Consistent Prefix Reads
If a sequence of writes happens in a certain order, a reader should see them in the same order. Without this, a reader might see an answer before the question in a conversation, creating nonsensical sequences. This is particularly problematic in partitioned databases where there is no global ordering of writes. Solutions involve ensuring causally related writes are routed to the same partition or using explicit causal dependency tracking.
Eventual Consistency: What It Really Means
Eventual consistency is a very weak guarantee. It says only that if you stop writing and wait long enough, all replicas will eventually converge to the same value. It does not say how long "long enough" is, nor does it give any guarantees about what a reader will see during the convergence period. The stronger guarantees above (read-your-writes, monotonic reads, consistent prefix reads) are additional properties that a system may or may not provide on top of eventual consistency. When evaluating a database, "eventually consistent" alone tells you very little about the experience your users will have.
Replication in Practice
| Database | Replication Model | Default Mode | Consistency Guarantees |
|---|---|---|---|
| PostgreSQL | Single-leader | Async (semi-sync available) | Read-your-writes (from leader), tunable |
| MySQL | Single-leader | Async (semi-sync plugin available) | Read-your-writes (from leader) |
| MongoDB | Single-leader (replica set) | Async (w:majority available) | Configurable read/write concern |
| Cassandra | Leaderless | Tunable quorum | Tunable (ONE to ALL), LWW conflicts |
| DynamoDB | Leaderless | Eventually consistent reads (strongly consistent optional) | Conditional writes for optimistic concurrency |
| CockroachDB | Consensus-based (Raft) | Synchronous (Raft consensus) | Serializable by default |
Key Takeaways
- Single-leader replication is the simplest model: all writes go through one node, and followers replicate in the same order. Most relational databases use this model.

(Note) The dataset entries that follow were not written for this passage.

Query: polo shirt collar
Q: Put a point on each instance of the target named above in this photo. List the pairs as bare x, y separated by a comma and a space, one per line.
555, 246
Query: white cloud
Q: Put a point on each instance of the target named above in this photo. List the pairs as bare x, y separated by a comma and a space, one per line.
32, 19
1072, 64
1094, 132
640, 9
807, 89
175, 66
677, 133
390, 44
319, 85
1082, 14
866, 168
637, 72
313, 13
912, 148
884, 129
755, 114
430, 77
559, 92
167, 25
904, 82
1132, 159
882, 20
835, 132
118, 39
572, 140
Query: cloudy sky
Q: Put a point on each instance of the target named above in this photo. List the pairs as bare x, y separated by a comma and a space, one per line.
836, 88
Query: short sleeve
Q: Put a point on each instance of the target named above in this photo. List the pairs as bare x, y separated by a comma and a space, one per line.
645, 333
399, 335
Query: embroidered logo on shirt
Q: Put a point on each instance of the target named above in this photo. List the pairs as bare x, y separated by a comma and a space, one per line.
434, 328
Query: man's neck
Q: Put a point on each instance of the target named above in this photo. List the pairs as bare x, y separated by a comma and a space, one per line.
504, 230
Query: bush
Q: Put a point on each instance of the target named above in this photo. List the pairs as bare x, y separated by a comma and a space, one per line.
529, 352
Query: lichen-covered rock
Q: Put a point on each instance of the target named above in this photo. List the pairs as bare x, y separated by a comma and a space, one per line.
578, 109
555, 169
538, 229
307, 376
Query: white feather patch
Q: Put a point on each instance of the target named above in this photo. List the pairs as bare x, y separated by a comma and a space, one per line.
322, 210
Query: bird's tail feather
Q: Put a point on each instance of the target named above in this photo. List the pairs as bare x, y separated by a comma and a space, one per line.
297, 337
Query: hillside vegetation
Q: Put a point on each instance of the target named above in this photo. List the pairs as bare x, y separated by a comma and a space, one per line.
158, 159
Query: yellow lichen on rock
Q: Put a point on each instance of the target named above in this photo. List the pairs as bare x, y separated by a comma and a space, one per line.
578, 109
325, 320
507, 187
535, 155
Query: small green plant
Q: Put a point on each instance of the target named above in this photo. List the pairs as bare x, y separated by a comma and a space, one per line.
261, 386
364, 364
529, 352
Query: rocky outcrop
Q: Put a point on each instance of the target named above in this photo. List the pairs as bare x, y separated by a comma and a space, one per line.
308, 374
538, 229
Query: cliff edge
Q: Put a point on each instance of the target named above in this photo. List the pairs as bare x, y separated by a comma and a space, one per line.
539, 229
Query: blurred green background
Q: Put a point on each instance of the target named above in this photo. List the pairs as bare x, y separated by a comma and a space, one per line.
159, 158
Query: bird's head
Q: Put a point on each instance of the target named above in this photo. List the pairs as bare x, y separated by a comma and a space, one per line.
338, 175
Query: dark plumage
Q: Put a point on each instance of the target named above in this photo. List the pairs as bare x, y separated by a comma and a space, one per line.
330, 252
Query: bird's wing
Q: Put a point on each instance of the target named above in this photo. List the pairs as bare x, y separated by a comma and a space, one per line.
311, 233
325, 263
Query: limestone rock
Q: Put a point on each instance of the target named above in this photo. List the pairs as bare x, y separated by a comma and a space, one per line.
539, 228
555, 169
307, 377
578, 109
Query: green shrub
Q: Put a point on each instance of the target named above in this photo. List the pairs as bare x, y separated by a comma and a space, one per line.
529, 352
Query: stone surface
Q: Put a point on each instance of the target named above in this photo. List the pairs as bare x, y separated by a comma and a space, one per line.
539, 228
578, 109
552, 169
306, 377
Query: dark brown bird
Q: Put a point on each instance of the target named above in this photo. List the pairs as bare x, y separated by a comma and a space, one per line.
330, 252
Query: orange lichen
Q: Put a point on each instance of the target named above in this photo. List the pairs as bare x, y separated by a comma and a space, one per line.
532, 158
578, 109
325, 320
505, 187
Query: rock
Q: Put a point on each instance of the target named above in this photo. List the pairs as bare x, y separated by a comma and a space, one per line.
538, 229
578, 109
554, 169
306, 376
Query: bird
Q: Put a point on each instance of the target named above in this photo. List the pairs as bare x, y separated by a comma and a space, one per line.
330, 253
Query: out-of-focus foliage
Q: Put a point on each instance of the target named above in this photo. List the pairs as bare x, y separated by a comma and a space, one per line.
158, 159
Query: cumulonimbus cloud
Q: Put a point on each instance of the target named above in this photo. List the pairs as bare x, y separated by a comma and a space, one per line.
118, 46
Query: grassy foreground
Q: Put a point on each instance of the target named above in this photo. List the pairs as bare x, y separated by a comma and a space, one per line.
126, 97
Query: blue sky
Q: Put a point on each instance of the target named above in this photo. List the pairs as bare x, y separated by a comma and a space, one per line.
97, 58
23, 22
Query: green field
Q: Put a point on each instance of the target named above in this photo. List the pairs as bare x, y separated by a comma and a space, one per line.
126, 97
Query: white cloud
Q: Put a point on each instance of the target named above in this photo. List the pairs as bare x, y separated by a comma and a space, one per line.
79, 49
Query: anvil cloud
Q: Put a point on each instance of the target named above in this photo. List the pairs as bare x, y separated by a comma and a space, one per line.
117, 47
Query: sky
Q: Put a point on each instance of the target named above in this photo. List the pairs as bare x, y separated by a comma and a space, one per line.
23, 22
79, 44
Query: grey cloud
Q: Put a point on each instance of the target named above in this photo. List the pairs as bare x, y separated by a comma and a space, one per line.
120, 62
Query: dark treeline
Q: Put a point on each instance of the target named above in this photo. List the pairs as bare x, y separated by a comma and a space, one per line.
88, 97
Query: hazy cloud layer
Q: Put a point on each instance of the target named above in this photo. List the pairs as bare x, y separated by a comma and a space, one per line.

- Multi-leader replication is useful for multi-datacenter deployments and offline-capable apps, but introduces write conflicts that must be resolved.
- Leaderless replication avoids the need for failover and provides high availability, but requires quorum-based reads/writes and careful conflict handling.
- Replication lag in asynchronous systems creates consistency anomalies. Understand the guarantees your application needs (read-your-writes, monotonic reads, consistent prefix) and choose your database and configuration accordingly.
- Split-brain is the most dangerous failure in leader-based systems. Always have a mechanism (fencing, consensus) to prevent two nodes from acting as leader simultaneously.